Rizal menilai model pembiayaan off budget ini bukan hal baru yang diterapkan di Indonesia. Sebab rezim orde baru pun telah menggunakan sistem ini. "Model pembiayaan ini sudah dilakukan Orba, harus nyumbang dulu," katanya.
Ia mengakui, memang tidak sepenuhnya sistem ini buruk. Karena ada hasil sumbangan yang digunakan untuk membangun rumah susun dan fasilitas umum lainnya. Namun ia mengatakan siapa yang bisa menjamin soal transparansinya.
"Jadi Gubernur DKI ini membuka tradisi lama Orba, ambil sumbangan dulu baru disetujui. Sepertinya memang bagus untuk bangun rusun, tapi ini kan tidak transparan. Sistem off budget ini sudah dilakukan pada saat Orba. Saya dari dulu musuh Orba, saya tidak suka sistem Orba yang buruk diteruskan," jelasnya.

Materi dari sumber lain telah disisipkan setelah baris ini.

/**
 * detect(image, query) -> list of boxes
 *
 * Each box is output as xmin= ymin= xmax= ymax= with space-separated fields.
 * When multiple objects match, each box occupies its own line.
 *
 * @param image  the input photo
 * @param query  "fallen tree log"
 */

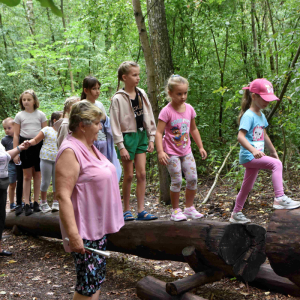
xmin=5 ymin=212 xmax=266 ymax=282
xmin=166 ymin=270 xmax=224 ymax=296
xmin=136 ymin=276 xmax=207 ymax=300
xmin=251 ymin=264 xmax=300 ymax=297
xmin=266 ymin=209 xmax=300 ymax=287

Seperti diberitakan sebelumnya Gubernur DKI Jakarta Basuki Tjahaja Purnama alias Ahok menjelaskan alasan mengapa ngotot untuk mempertahankan kontribusi tambahan sebesar 15 persen dari Nilai Jual Objek Pajak (NJOP) tanah yang dapat terjual di pulau reklamasi. Karena Pemprov DKI bisa mendapatkan kontribusi sebesar Rp84 triliun yang dapat digunakan membangun 120 ribu unit rusun.
"Kami ngotot kalau tidak 15 persen tidak mungkin. Dari Simulasi hitungan staf saya saja kalau 15 persen dan langsung terjual 2016 dengan NJOP sekarang, kita bisa dapat kontribusi Rp84 triliun yang bisa digunakan untuk membangun 120 ribu rusun unit. Kalau penjualan sampai 10 tahun dari menguruk sampai jual 2027 kami akan dapat kirap-kira dapat Rp158 triliun untuk kontribusi mengatasi banjir DKI. Itu alasan kenapa eksekutif tidak mau kompromi soal kontribusi tambahan yang menurut kami dasar hukum sangat jelas," kata Ahok di pengadilan Tindak Pidana Korupsi (Tipikor) Jakarta Pusat, Senin (25/7).